Weighing of the evidence is a function of the ALJ. Masterson v. Barnhart, 363 F.3d 731, 736
(8th Cir. 2004).
Having reviewed the record as a whole and the ALJ’s reasoning, the undersigned cannot
say that the ALJ was in error when he opined that Dr. Collins’ assessment of Claimant’s
limitations was inconsistent with the objective medical evidence. Nor does the undersigned find
that looking at the record as a whole the ALJ erred by opining that Dr. Collins’s opinion is
inconsistent with his own treatment notes and the findings of non-examining sources and
consultative examiners.
- 31 -
In compliance with the applicable regulations, the ALJ assessed the record as a whole to
determine whether the treating physician’s opinion was inconsistent with other substantial
evidence on the record. 20 C.F.R. § 404.1527(d)(2). Having determined that it was, the ALJ
properly diminished the weight given to the treating doctor’s opinion.
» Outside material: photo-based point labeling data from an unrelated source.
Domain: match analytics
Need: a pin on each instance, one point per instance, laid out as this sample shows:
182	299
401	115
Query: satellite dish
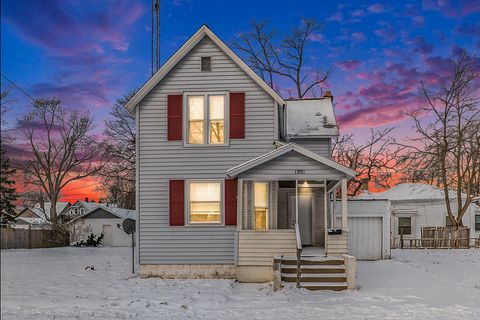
128	225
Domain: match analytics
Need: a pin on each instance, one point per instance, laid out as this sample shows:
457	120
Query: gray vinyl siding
283	168
161	160
321	146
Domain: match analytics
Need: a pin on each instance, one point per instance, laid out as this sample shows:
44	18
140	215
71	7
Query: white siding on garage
161	160
369	228
365	237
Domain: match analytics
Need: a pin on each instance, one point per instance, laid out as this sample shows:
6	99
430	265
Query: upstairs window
261	205
206	64
405	226
206	119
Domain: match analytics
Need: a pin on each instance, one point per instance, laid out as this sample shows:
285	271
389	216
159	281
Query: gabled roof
118	212
235	171
182	52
While there is evidence to support a contrary result, the ALJ’s determination is supported
by substantial evidence on the record as a whole. “It is not the role of [the reviewing] court to
reweigh the evidence presented to the ALJ or to try the issue in this case de novo.” Wiese v.
Astrue, 552 F.3d 728, 730 (8th Cir. 2009) (citation omitted). “If after review, [the court] find[s]
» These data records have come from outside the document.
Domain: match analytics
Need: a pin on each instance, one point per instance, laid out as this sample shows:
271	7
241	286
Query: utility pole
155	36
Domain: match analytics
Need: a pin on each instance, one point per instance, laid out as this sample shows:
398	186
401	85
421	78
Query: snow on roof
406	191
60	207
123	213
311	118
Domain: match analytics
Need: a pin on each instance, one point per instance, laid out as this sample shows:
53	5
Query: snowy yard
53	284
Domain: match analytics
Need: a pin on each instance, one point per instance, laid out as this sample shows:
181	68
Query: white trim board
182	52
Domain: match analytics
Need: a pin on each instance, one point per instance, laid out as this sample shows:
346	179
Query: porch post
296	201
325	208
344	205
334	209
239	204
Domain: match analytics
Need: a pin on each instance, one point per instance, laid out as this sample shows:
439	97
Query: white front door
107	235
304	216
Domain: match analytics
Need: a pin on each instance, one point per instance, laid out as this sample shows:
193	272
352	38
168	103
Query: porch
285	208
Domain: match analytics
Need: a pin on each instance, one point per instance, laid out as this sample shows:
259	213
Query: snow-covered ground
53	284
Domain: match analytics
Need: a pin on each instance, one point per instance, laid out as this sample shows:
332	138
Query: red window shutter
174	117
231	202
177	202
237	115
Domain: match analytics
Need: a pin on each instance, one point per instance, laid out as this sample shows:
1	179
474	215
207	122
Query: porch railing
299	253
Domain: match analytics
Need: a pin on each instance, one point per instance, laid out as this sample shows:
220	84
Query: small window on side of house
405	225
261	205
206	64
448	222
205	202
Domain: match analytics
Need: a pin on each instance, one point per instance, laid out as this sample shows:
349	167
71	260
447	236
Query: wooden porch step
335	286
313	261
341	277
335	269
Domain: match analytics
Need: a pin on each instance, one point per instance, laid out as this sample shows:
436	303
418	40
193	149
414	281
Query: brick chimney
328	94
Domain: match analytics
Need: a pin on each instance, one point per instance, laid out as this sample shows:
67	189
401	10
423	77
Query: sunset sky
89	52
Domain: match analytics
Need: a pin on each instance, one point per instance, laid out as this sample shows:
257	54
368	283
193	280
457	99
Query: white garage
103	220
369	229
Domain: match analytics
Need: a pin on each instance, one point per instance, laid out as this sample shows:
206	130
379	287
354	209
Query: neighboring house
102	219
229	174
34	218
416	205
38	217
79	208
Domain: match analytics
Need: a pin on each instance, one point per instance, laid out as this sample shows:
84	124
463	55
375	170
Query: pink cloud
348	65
it possible to draw two inconsistent positions from the evidence and one of those positions
represents the Commissioner’s findings, [the court] must affirm the denial of benefits.” Id.
(quoting Mapes v. Chater, 82 F.3d 259, 262 (8th Cir. 1996)). Accordingly, the decision of the
ALJ denying Claimant's claims for benefits should be affirmed.
Conclusion
Considering all the evidence in the record, including that which detracts from the ALJ’s
conclusions, the Court finds that there is substantial evidence to support the ALJ’s decision. “As
long as substantial evidence in the record supports the Commissioner’s decision, [this Court] may
not reverse it [if] substantial evidence exists in the record that would have supported a contrary
outcome or [if this Court] would have decided the case differently.” Krogmeier v. Barnhart, 294
F.3d 1019, 1022 (8th Cir. 2002) (internal quotations omitted). Accordingly,
IT IS HEREBY ORDERED, ADJUDGED and DECREED that the final decision of
the Commissioner denying social security benefits be AFFIRMED.
Judgment shall be entered accordingly.
- 32 -
/s/ Terry I. Adelman
UNITED STATES MAGISTRATE JUDGE
Dated this 5th day of September, 2014.